Self-reliance and sustainability in the 21st century.

Septic System Installation (with Photos!)

Septic Tank Burial

The Small Home, Big Decisions series follows Jennifer and her husband, Tyler, as they build a self-reliant homestead on a piece of country property in northeastern Kansas. The series will delve into questions that arise during their building process and the decisions they make along the way. The posts are a work in progress, written as their homestead-building adventure unfolds.

Our septic system installation really began a few months ago, when we went through the process of having a perc test performed, siting our septic system based on the results of that test, and having the plans for our septic system approved by the Leavenworth County Planning and Zoning Department. Fast forward to last week, and our septic system was actually installed, and the county representative came out to inspect and, ultimately, approve the system. The whole installation and approval process took a day and a half, which is a fraction of the time it took for the upfront planning and preparation.

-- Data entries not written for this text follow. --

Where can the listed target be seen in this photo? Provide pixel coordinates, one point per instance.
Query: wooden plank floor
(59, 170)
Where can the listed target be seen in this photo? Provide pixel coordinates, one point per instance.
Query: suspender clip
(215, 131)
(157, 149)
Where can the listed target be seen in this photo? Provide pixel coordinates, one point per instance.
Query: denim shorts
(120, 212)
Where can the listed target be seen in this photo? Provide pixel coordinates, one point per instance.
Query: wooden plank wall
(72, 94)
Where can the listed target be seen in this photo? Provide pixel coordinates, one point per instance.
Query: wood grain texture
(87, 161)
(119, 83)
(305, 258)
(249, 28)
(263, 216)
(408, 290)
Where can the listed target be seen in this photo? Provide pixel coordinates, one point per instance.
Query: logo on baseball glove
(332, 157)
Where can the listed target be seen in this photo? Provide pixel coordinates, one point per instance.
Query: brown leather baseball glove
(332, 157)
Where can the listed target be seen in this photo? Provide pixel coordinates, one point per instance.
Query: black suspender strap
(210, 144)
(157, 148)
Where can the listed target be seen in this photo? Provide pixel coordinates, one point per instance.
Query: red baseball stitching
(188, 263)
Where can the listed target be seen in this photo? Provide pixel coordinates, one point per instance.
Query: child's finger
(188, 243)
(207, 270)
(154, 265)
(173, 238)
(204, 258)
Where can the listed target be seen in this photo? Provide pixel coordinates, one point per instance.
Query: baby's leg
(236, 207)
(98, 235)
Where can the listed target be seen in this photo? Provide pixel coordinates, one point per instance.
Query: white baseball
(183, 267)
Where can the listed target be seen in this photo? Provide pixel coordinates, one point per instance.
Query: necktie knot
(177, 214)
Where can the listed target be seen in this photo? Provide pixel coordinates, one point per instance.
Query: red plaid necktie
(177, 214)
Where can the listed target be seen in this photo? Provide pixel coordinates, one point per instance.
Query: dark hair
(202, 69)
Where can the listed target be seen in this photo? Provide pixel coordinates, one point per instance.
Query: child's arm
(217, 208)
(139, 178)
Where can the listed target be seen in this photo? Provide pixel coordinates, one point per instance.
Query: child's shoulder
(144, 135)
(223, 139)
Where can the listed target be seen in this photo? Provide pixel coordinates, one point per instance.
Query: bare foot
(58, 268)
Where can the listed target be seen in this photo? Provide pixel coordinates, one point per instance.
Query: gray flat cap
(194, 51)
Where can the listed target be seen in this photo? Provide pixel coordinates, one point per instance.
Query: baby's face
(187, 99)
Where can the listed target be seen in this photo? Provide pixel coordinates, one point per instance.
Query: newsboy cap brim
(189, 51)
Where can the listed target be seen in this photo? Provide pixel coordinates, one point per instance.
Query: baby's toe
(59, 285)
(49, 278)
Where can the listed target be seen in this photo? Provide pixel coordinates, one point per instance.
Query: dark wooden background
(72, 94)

Both Tyler and I have always lived in homes on the municipal sewer system, so having and maintaining a septic system is new to us. Seeing the installation process, shown in the photos here, made it easier to understand all that we’ve read about how a septic system works (and how to maintain one).

The first part of the system (see the image above) is the septic tank. This tank houses an anaerobic environment, where bacteria break down the raw sewage and liquefy most of the solids. The remaining solids settle in the tank, and the liquid flows down through a pipe to a series of perforated pipes (shown below) known as the "lateral field" or "leaching bed." The nutrient-rich wastewater dribbles out of the pipes into the soil and gravel beds, where soil microbes, insects and plant roots purify the water and take up the nutrients.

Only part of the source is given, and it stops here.